Le certificat médical initial en date du 11 février 2021 rempli par le docteur [P] [Y] a constaté la même pathologie et prescrit des soins jusqu’au 01er juin 2021.
Après instruction, le 19 juillet 2021, la caisse primaire d’assurance maladie (CPAM) du Vaucluse a notifié à l’OGEC [6] la prise en charge de la maladie suivante de sa salariée, Madame [C] [O], “ rupture de la coiffe des rotateurs de l’épaule gauche inscrite dans le tableau n° 57 : affections périarticulaires provoquées par certains gestes et postures de travail ”, au titre de la législation professionnelle.
Le 07 septembre 2021, l’OGEC [6] a saisi la commission de recours amiable (CRA) de la CPAM du Vaucluse en contestation de cette décision de prise en charge, qui dans sa séance du 27 avril 2022 a refusé de faire droit à sa demande et confirmé la décision des services.
Contestant la décision implicite de rejet de la CRA, l’OGEC [6] a, par requête adressée au greffe le 09 février 2022, saisi le pôle social du tribunal judiciaire d’Avignon. Ce recours a été enregistré sous le RG n°22/00111.
Contestant la décision explicite de rejet de la CRA, la Société [4] a, par requête déposée au greffe le 07 juin 2022, de nouveau saisi le pôle social du tribunal judiciaire d’Avignon. Ce recours a été enregistré sous le RG n° 22/00459.
Ces affaires ont été appelées et évoquées à l’audience du 16 octobre 2024.
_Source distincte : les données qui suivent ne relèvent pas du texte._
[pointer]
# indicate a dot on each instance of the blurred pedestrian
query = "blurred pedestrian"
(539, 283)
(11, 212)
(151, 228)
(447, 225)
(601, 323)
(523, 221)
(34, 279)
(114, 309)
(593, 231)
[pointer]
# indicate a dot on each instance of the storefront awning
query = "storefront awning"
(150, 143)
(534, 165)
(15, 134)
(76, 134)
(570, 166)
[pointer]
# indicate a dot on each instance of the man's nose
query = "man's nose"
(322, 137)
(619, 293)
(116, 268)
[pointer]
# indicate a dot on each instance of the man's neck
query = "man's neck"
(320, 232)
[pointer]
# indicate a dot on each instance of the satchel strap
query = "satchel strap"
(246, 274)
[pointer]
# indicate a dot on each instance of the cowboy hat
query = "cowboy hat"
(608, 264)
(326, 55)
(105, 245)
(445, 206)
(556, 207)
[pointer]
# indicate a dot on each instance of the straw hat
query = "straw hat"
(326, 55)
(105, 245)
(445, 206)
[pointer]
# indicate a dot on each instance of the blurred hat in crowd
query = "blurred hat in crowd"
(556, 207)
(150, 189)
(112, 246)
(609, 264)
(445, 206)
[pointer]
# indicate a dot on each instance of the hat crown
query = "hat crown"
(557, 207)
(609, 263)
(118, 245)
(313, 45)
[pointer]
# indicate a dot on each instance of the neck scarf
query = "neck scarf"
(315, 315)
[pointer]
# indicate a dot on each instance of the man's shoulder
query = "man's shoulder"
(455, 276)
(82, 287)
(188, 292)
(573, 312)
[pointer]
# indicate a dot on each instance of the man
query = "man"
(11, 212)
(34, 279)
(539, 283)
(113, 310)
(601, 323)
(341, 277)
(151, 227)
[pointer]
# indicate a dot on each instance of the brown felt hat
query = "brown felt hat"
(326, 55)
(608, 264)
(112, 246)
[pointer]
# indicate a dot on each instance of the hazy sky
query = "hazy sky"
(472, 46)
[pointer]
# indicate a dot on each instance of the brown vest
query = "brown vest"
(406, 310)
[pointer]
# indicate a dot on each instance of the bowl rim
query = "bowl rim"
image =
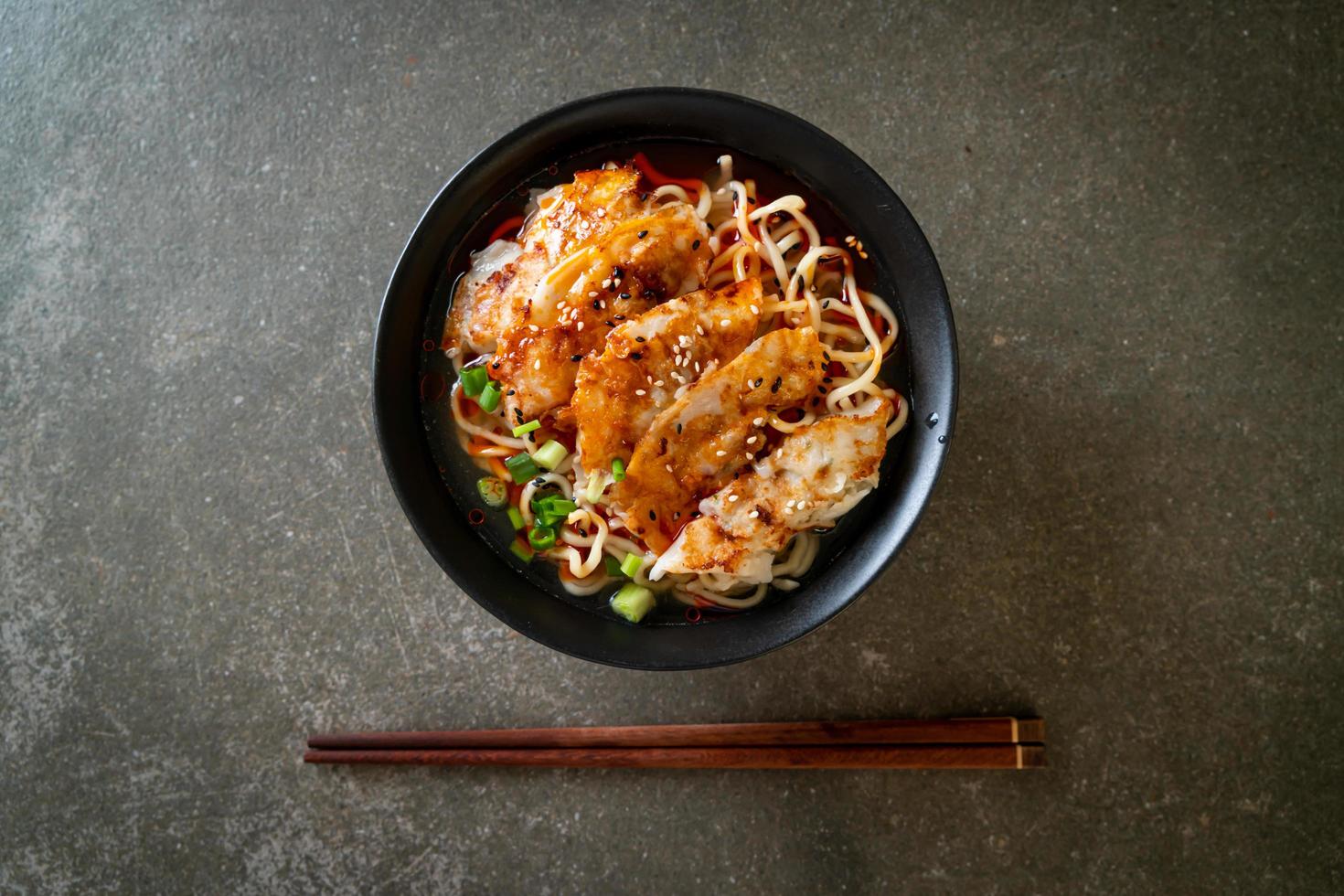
(900, 517)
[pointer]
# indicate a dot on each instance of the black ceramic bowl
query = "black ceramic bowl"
(906, 274)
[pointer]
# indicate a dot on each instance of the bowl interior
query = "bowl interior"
(437, 495)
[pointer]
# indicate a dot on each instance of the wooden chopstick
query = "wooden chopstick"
(791, 756)
(768, 733)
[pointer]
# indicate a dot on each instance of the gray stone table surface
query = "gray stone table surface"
(1138, 535)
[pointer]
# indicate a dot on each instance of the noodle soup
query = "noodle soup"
(754, 225)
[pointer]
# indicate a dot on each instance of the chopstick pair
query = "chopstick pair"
(894, 743)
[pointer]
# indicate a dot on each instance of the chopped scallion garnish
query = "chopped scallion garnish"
(489, 397)
(474, 380)
(631, 564)
(494, 492)
(634, 602)
(522, 468)
(542, 538)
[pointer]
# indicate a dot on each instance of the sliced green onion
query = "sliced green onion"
(546, 518)
(489, 398)
(631, 564)
(494, 491)
(522, 468)
(540, 538)
(474, 379)
(632, 602)
(551, 454)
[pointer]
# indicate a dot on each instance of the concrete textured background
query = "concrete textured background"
(1137, 208)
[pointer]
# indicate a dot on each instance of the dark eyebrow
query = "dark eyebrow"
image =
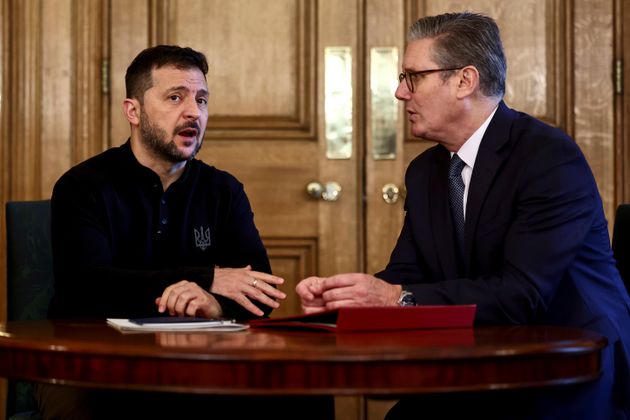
(200, 92)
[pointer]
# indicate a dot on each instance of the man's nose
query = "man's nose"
(191, 110)
(402, 92)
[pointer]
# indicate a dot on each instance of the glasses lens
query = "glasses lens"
(408, 81)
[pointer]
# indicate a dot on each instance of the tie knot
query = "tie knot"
(455, 169)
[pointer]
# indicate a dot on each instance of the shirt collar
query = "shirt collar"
(470, 148)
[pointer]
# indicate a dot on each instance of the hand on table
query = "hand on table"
(243, 285)
(187, 298)
(349, 289)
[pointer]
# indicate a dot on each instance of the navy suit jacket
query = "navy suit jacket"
(536, 244)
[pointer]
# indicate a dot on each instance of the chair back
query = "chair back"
(29, 282)
(621, 242)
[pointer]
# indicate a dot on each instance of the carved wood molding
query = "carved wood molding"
(89, 138)
(302, 252)
(559, 21)
(299, 125)
(24, 72)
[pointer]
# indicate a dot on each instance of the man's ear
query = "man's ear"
(468, 81)
(131, 109)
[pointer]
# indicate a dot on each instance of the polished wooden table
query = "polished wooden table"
(270, 361)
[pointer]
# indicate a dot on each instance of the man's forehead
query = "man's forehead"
(171, 77)
(418, 54)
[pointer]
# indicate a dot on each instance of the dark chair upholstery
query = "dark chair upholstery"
(621, 242)
(29, 283)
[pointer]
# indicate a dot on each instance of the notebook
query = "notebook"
(377, 318)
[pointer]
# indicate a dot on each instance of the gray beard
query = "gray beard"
(155, 139)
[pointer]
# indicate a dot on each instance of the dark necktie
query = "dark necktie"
(456, 197)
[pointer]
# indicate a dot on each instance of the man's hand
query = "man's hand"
(350, 289)
(186, 298)
(242, 285)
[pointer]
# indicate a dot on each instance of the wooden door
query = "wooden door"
(265, 125)
(270, 77)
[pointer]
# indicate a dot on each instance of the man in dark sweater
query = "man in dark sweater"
(145, 228)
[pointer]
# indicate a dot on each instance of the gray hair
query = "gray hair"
(466, 39)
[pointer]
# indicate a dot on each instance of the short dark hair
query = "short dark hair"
(466, 39)
(138, 77)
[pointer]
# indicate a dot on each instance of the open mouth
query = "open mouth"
(188, 132)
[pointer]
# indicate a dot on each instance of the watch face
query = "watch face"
(407, 298)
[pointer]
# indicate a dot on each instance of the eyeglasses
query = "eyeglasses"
(408, 76)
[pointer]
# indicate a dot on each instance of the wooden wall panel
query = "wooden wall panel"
(133, 18)
(25, 92)
(261, 79)
(594, 96)
(291, 259)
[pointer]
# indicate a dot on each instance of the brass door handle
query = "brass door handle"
(391, 192)
(327, 192)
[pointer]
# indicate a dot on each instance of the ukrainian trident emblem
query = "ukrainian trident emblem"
(202, 238)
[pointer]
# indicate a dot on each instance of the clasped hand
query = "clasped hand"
(349, 289)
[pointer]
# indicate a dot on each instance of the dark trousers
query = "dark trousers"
(69, 403)
(594, 400)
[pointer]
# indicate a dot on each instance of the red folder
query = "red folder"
(378, 318)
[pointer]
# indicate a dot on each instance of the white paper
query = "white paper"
(123, 324)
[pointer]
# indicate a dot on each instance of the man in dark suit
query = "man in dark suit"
(517, 228)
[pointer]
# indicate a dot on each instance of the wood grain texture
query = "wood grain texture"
(266, 362)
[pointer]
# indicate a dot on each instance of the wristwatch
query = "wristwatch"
(406, 298)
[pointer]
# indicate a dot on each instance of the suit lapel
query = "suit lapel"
(442, 224)
(491, 155)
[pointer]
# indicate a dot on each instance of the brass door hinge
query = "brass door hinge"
(105, 76)
(619, 77)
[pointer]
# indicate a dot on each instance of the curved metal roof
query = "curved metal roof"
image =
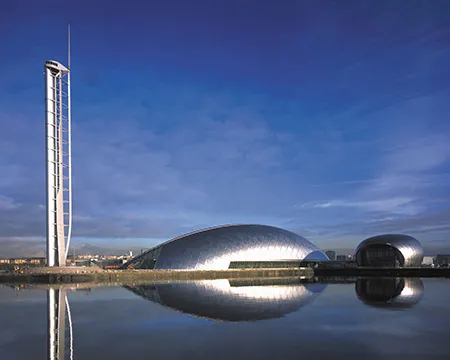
(214, 248)
(409, 247)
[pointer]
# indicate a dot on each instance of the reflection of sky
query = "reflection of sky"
(335, 325)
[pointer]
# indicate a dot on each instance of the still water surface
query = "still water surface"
(230, 319)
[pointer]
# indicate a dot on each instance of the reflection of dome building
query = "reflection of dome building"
(232, 300)
(391, 250)
(390, 292)
(215, 248)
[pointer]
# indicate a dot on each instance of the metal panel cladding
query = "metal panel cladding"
(232, 300)
(409, 247)
(215, 248)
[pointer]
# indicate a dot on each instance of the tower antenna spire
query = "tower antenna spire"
(68, 46)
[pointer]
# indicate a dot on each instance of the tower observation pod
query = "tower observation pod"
(58, 161)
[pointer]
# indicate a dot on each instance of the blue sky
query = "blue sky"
(330, 119)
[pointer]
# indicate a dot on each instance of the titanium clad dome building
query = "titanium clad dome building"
(214, 249)
(390, 293)
(390, 250)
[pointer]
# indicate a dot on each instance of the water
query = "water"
(221, 319)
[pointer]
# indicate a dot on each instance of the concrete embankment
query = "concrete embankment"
(84, 275)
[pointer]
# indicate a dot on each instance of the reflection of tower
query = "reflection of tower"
(57, 305)
(58, 161)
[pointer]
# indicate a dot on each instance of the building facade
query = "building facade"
(215, 248)
(390, 250)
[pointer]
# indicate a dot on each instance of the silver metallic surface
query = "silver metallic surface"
(228, 300)
(390, 293)
(410, 249)
(58, 162)
(215, 248)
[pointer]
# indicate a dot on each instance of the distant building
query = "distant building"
(428, 260)
(34, 261)
(442, 259)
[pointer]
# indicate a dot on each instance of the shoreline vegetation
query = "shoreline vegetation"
(74, 275)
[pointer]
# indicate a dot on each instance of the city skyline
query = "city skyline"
(325, 119)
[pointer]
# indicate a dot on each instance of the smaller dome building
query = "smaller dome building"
(390, 250)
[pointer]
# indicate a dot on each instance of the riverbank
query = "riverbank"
(95, 275)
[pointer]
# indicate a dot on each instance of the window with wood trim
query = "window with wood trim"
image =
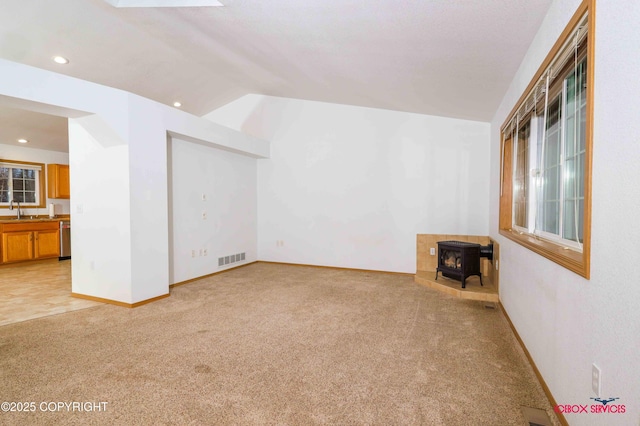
(21, 182)
(545, 201)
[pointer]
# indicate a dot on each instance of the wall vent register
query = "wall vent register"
(226, 260)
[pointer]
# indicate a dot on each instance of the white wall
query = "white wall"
(19, 153)
(228, 182)
(568, 322)
(119, 179)
(351, 187)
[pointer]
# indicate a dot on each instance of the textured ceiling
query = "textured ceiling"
(451, 58)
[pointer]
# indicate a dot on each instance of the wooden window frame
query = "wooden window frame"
(42, 197)
(578, 262)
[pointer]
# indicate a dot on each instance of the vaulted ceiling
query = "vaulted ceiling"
(451, 58)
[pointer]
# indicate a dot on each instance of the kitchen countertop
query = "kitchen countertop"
(28, 219)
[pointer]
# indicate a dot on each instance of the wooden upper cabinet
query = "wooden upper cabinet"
(58, 181)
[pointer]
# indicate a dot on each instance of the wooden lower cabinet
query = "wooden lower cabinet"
(39, 243)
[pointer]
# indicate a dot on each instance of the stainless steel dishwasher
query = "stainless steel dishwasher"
(65, 240)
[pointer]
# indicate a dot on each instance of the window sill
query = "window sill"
(573, 260)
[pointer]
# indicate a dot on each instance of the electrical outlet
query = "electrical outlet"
(595, 379)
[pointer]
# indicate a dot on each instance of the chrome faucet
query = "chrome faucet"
(11, 208)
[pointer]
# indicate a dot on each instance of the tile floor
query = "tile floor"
(37, 289)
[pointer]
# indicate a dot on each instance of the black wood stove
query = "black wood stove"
(459, 260)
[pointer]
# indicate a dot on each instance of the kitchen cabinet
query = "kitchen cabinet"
(58, 181)
(30, 241)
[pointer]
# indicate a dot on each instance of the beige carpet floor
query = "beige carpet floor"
(277, 345)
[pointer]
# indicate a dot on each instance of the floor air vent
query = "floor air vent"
(233, 258)
(535, 417)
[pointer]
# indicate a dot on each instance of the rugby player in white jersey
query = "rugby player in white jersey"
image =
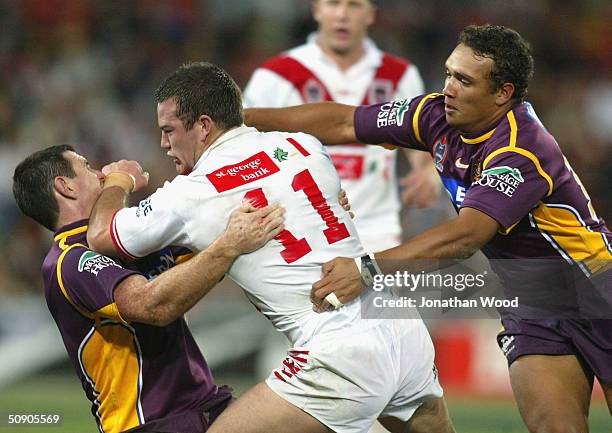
(340, 63)
(342, 372)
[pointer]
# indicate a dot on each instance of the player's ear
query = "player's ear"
(205, 124)
(371, 14)
(63, 186)
(504, 94)
(315, 10)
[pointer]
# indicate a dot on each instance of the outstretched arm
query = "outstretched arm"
(330, 122)
(457, 239)
(170, 295)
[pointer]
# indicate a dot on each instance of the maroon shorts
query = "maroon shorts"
(589, 340)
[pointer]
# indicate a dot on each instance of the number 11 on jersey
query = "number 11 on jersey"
(298, 248)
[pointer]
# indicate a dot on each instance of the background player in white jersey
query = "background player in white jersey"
(342, 371)
(340, 63)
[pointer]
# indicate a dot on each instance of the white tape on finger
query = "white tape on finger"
(333, 299)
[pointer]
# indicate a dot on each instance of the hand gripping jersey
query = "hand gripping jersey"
(514, 172)
(291, 169)
(304, 74)
(141, 377)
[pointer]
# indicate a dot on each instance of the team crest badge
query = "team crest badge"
(380, 91)
(280, 155)
(440, 152)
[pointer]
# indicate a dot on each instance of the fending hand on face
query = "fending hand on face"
(250, 228)
(131, 169)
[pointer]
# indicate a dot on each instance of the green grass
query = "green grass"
(63, 395)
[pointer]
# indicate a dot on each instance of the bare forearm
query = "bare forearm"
(330, 122)
(176, 291)
(418, 159)
(438, 247)
(98, 234)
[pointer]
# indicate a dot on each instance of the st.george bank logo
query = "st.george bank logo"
(256, 167)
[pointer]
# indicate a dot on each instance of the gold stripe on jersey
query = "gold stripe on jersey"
(508, 230)
(570, 233)
(111, 361)
(60, 280)
(62, 236)
(417, 113)
(526, 154)
(479, 139)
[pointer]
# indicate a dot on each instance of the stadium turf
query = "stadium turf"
(62, 395)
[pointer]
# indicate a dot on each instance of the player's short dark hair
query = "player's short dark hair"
(33, 183)
(203, 88)
(511, 55)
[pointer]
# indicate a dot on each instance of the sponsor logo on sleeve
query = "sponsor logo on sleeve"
(144, 207)
(503, 179)
(313, 91)
(93, 262)
(249, 170)
(440, 152)
(380, 91)
(392, 113)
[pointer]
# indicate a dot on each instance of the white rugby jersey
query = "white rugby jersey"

A l’audience, l’OGEC [6], par conclusions déposées et soutenues oralement par son avocat, auxquelles il convient expressément de se référer pour un plus ample exposé de ses moyens et arguments, demande au tribunal de :
— ordonner la jonction de l’instance enregistrée sous le RG n° 22/00459 avec celle enregistrée sous le RG n° 22/00111 ;
— juger le recours de l’OGEC [6] recevable et bien fondé ;
En conséquence,
— annuler la décision de la CRA du 27 avril 2022 qui reconnaît le caractère professionnel de la maladie de Madame [C] [O] ;
— annuler par suite la décision de l’assurance maladie du 19 juillet 2021 portant reconnaissance de l’origine professionnelle de la maladie présentée par la salariée en lien avec son activité au sein de l’école [7] ;
Subsidiairement,
— juger que le caractère professionnel de l’affection présentée par la salariée n’est imputable à l’employeur l’OGEC [6] que pour partie résiduelle, évaluée au regard du temps passé au service de l’association ;
Très subsidiairement,
— ordonner la saisine du comité régional de reconnaissance des maladies professionnelles (CRRMP) avec mission de déterminer si la maladie a été contractée dans les conditions mentionnées au tableau et déterminer la part imputable à l’OGEC [6] au regard de l’activité exercée par la salariée antérieurement à son emploi au sein de l’association.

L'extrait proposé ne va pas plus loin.